I sure hope Zen 3 comes out of the gate with no issues, like the bios stuff for Zen 2. That caused me to wait and see how things settled and now I am waiting for Zen 3, because it is only a few months away. And I can wait, especially for another 15% performance.
 
The BIOS issues also occurred with the original Zen launch. So far, each new Zen generation has had BIOS issues at launch that have taken some time to get just right. Heck, even Zen+ had its issues and that was a real small step.

But here's hoping for a smoother launch.

Overall I'm not too concerned about it though, AMD gets it right eventually and fixed the issues, like anything, early adopters seem to be beta tests, but wait a few months, and you might have a better experience.
 
The BIOS issues also occurred with the original Zen launch. So far, each new Zen generation has had BIOS issues at launch that have taken some time to get just right. Heck, even Zen+ had its issues and that was a real small step.

But here's hoping for a smoother launch.

Overall I'm not too concerned about it though, AMD gets it right eventually and fixed the issues, like anything, early adopters seem to be beta tests, but wait a few months, and you might have a better experience.
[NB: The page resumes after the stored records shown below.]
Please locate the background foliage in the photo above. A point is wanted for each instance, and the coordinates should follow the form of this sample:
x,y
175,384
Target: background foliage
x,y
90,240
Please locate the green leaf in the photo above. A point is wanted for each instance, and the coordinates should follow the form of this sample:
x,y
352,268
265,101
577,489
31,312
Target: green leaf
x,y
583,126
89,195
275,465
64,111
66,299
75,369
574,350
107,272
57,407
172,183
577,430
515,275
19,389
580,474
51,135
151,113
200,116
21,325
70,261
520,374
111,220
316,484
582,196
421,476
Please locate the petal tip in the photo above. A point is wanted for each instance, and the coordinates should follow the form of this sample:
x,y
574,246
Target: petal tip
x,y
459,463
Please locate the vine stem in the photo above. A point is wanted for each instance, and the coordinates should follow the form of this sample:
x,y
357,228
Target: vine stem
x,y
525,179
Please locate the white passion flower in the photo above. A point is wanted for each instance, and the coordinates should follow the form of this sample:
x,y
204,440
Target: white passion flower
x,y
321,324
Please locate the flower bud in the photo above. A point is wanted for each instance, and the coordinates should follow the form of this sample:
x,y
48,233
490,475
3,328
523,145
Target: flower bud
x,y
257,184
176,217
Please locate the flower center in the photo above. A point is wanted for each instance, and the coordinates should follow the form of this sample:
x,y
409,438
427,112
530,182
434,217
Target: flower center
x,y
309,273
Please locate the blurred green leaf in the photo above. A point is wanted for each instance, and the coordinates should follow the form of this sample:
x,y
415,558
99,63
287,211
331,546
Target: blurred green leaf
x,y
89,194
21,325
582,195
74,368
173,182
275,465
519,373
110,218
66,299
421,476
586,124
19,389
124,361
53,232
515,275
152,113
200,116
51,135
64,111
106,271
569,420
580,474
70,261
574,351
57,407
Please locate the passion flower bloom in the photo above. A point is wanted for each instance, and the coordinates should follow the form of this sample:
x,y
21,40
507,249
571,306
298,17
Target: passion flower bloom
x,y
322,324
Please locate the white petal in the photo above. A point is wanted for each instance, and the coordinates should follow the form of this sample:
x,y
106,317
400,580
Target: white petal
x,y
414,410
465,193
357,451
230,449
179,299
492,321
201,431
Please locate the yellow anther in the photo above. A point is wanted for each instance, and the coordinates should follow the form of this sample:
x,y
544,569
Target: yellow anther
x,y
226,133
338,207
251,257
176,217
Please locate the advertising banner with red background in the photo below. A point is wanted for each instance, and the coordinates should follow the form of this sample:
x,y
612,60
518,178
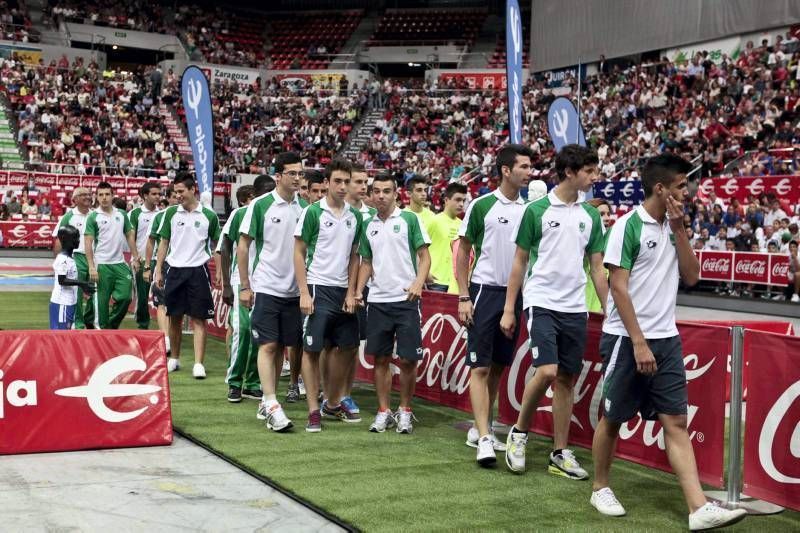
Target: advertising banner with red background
x,y
744,267
76,390
772,419
443,377
476,80
784,187
24,234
I will be waiting at least a few weeks before buying a Ryzen 4xxx, mainly because I don't have a ton of faith in Asus with their BIOS updates for older motherboards (X470 in my case). Worst case I'll get a GPU upgrade first.
 
Hopefully the new architecture changes will help with memory latency.
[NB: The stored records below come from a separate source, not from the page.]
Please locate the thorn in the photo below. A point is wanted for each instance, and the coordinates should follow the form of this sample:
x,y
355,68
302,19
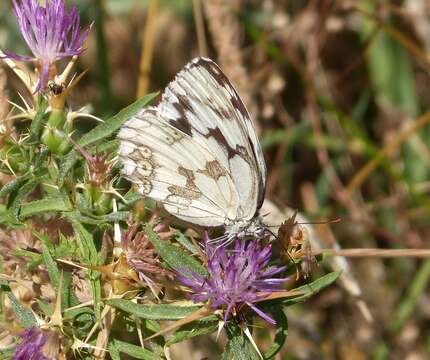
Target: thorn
x,y
249,336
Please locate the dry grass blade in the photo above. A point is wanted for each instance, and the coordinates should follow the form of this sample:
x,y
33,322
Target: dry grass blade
x,y
148,39
393,145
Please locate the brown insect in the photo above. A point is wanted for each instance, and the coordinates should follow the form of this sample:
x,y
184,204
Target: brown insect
x,y
295,245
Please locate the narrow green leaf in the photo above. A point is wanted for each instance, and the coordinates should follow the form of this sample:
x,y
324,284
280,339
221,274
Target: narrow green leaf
x,y
153,311
66,166
204,326
238,346
98,220
39,119
311,289
89,256
174,255
113,351
53,204
7,354
133,350
280,334
20,194
111,125
26,253
68,297
186,243
24,316
12,185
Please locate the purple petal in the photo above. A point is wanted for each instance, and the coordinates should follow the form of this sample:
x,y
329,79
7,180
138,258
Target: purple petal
x,y
262,314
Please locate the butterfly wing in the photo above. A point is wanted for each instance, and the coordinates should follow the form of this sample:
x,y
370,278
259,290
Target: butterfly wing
x,y
202,103
169,166
197,151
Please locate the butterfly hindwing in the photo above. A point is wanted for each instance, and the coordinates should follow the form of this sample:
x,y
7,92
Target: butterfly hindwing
x,y
168,166
202,102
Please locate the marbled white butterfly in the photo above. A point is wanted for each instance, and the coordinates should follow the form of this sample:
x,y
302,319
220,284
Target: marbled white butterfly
x,y
198,154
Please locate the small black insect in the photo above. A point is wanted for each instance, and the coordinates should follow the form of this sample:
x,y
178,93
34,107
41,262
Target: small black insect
x,y
55,88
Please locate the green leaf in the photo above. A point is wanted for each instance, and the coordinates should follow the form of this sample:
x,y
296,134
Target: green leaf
x,y
20,194
280,334
66,166
311,289
68,297
98,220
24,316
89,256
7,354
204,326
116,347
174,255
186,243
238,346
52,204
153,311
12,185
111,125
39,119
26,253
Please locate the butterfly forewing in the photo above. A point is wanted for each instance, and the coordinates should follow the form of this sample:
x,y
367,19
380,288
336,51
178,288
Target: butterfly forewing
x,y
197,151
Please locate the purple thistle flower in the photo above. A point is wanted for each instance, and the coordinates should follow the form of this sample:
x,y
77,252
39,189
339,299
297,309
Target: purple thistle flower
x,y
51,32
32,344
236,277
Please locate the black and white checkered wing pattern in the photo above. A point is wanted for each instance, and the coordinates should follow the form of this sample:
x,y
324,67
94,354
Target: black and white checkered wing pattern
x,y
197,151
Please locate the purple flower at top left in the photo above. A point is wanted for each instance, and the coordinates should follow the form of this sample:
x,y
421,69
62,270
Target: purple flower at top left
x,y
52,32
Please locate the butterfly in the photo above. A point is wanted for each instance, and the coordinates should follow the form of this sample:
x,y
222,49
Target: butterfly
x,y
197,153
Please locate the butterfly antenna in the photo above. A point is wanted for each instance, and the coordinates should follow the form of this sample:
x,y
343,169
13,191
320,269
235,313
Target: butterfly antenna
x,y
288,254
320,222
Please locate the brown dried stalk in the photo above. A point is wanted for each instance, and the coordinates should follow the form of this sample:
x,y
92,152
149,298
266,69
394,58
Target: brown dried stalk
x,y
225,31
148,39
372,252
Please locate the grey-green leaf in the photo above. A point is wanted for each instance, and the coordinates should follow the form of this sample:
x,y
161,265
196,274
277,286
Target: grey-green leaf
x,y
153,311
24,316
116,347
49,205
311,289
174,255
111,125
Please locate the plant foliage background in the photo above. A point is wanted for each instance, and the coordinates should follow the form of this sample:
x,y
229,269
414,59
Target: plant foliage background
x,y
338,91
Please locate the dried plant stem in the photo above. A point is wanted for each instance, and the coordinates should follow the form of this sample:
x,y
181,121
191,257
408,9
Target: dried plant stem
x,y
4,105
372,252
147,49
365,171
395,34
200,28
225,30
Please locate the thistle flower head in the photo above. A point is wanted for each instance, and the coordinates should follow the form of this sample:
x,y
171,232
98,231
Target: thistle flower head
x,y
237,277
140,253
37,344
52,32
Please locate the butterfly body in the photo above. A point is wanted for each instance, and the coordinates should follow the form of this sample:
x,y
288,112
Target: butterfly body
x,y
198,154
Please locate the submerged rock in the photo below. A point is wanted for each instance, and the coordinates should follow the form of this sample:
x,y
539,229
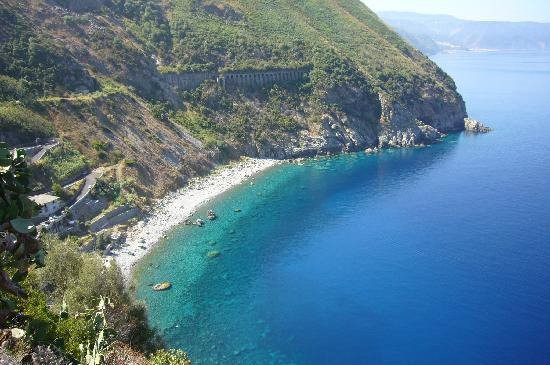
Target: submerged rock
x,y
213,254
211,215
162,286
472,125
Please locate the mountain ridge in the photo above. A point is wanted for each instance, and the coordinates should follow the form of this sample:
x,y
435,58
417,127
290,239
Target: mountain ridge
x,y
434,33
366,86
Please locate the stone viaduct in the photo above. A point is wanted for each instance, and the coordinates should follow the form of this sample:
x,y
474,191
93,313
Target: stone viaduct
x,y
192,80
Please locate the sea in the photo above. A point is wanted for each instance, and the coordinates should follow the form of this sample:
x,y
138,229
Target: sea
x,y
435,255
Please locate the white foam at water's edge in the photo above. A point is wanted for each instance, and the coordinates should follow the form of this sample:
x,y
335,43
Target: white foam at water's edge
x,y
176,207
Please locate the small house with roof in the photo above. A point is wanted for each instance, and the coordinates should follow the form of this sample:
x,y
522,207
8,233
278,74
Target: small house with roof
x,y
49,204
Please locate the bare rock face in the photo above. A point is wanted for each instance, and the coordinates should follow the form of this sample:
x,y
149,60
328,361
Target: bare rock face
x,y
472,125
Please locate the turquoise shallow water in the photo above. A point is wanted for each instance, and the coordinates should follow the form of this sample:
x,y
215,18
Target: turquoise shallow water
x,y
437,255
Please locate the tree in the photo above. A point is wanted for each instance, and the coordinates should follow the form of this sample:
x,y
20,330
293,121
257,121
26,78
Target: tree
x,y
20,249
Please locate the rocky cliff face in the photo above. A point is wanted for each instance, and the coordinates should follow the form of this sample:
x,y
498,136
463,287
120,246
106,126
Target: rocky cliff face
x,y
370,122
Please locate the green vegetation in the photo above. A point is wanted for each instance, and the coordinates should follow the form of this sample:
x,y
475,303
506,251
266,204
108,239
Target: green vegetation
x,y
170,357
19,123
64,162
36,62
19,247
69,301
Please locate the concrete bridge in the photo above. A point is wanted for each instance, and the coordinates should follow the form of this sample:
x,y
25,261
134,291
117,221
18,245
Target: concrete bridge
x,y
192,80
260,78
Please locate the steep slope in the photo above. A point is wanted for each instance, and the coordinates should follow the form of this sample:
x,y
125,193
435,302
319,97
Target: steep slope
x,y
106,77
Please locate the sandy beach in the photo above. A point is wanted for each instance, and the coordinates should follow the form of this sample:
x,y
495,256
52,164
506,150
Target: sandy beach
x,y
176,207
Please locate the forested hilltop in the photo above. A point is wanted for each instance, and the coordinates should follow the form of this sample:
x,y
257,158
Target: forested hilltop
x,y
94,75
120,101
Getting memory latency <66ms on Zen 2 makes a massive performance difference in games.
 
Wait, zen 3 will still be the old socket?
 
The assertion seems plausible enough, being that Zen 2 managed a 15% IPC increase over the previous generation.

I don't think this is 'plausible', outright, because Zen 2 was mostly the culmination of AMDs efforts to get the Zen cores actually fed.

I take this as AMD claiming that they're actually pulling more IPC out of the Zen cores themselves, not just increasing the various on-package cache amounts and bus speeds.

Which if they can do that, and increase all-core load clockspeeds, then cool!

It's just not a 'given' ;)
 
We'll see how long this plan lasts. Continuing to improve IPC while not losing clock speeds will be problematic over the long haul.
 
We'll see how long this plan lasts. Continuing to improve IPC while not losing clock speeds will be problematic over the long haul.

I think Intel's contingency to backport Skylake's successor architecture to 14nm might shed some light. If they're able to keep the +10% to +15% IPC they've shown with Ice Lake while also keeping the ~5GHz clockspeeds, they might have something -- you know, at least for less multithreaded workloads cause it's not like they're going to be able to put as many cores in each socket as they are with Skylake now ;).
 
I think Intel's contingency to backport Skylake's successor architecture to 14nm might shed some light. If they're able to keep the +10% to +15% IPC they've shown with Ice Lake while also keeping the ~5GHz clockspeeds, they might have something -- you know, at least for less multithreaded workloads cause it's not like they're going to be able to put as many cores in each socket as they are with Skylake now ;).

As we've seen with Cascade Lake-X, its problematic to put lots of cores in these packages. The Core i9 10980XE is a good example of this. Sure, you can clock those 18c/36 thread pretty well through overclocking, but you need serious cooling to do it and your power consumption is utterly insane.
 
As we've seen with Cascade Lake-X, its problematic to put lots of cores in these packages. The Core i9 10980XE is a good example of this. Sure, you can clock those 18c/36 thread pretty well through overclocking, but you need serious cooling to do it and your power consumption is utterly insane.

Yup, that's what I'm getting at: Intel may be able to get eight or ten cores into a socket that are significantly faster than Skylake and Zen 2, but using more than around ten cores is going to be a problem.